Funding from a previous year’s grant award from the Appalachian Regional Commission is helping to build the Center for Education, Business, and the Arts in Shenandoah.

The grants are through the Appalachian Regional Commission’s Partnerships for Opportunity and Workforce and Economic Revitalization (POWER) Initiative Casey’s office says is for communities affected by job losses in coal mining, coal power plant operations, and coal-related supply chain industries.

According to a 2001 article in Pennsylvania Heritage magazine, posted to the Pennsylvania Historical and Museum Commission, as many people were employed in Pennsylvania’s mines, 180,000, at Anthracite’s peak in the 1910s.

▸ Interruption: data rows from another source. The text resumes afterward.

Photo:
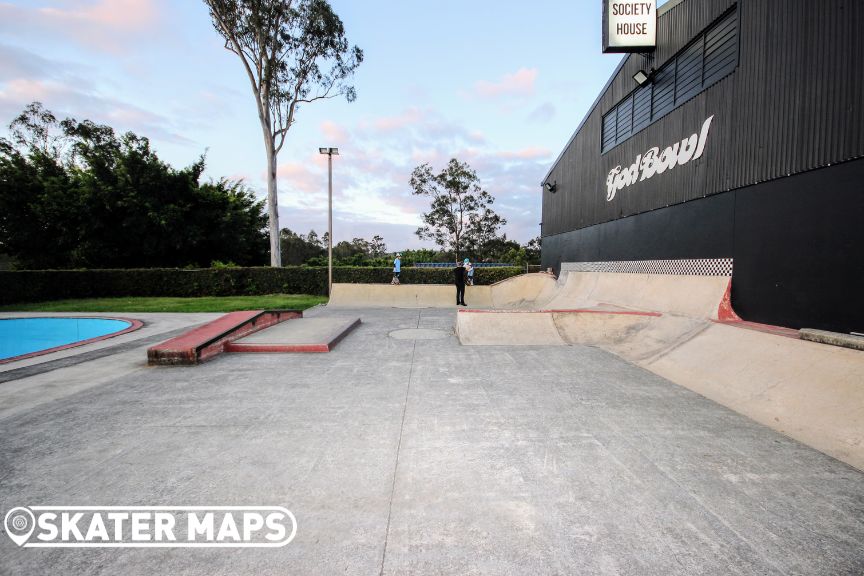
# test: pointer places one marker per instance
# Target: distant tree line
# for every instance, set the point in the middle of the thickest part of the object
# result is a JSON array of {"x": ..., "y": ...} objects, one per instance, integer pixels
[
  {"x": 311, "y": 250},
  {"x": 77, "y": 195}
]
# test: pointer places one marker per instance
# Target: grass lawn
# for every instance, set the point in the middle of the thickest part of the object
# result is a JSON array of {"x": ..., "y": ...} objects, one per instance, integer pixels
[{"x": 203, "y": 304}]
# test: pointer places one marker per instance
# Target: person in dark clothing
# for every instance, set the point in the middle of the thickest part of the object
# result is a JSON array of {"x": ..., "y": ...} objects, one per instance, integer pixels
[{"x": 459, "y": 277}]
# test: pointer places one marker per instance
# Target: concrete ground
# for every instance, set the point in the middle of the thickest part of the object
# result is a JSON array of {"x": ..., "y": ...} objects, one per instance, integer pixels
[{"x": 421, "y": 456}]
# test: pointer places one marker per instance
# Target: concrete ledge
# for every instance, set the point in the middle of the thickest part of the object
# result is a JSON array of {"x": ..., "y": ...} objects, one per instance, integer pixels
[
  {"x": 202, "y": 343},
  {"x": 303, "y": 335},
  {"x": 832, "y": 338}
]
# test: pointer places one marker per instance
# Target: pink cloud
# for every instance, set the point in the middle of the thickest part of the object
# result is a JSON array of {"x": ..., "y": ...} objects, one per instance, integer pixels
[
  {"x": 333, "y": 133},
  {"x": 124, "y": 14},
  {"x": 530, "y": 153},
  {"x": 64, "y": 99},
  {"x": 106, "y": 25},
  {"x": 519, "y": 83},
  {"x": 410, "y": 117}
]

At the 1910 census, Shenandoah was home to 25,774 people, its peak, and the highest population a Schuylkill County municipality has ever seen. The Greater Shenandoah Area was home to nearly a dozen mines at that time.

One-by-one, they closed as demand for “hard coal” declined. Shenandoah’s population declined too, once growing at percentage rates no less than 25%, now declining at similar rates.

By 1970, Shenandoah’s population was below 10,000 for only the second census count in its history. The most recent population estimates show Shenandoah’s population as below 5,000.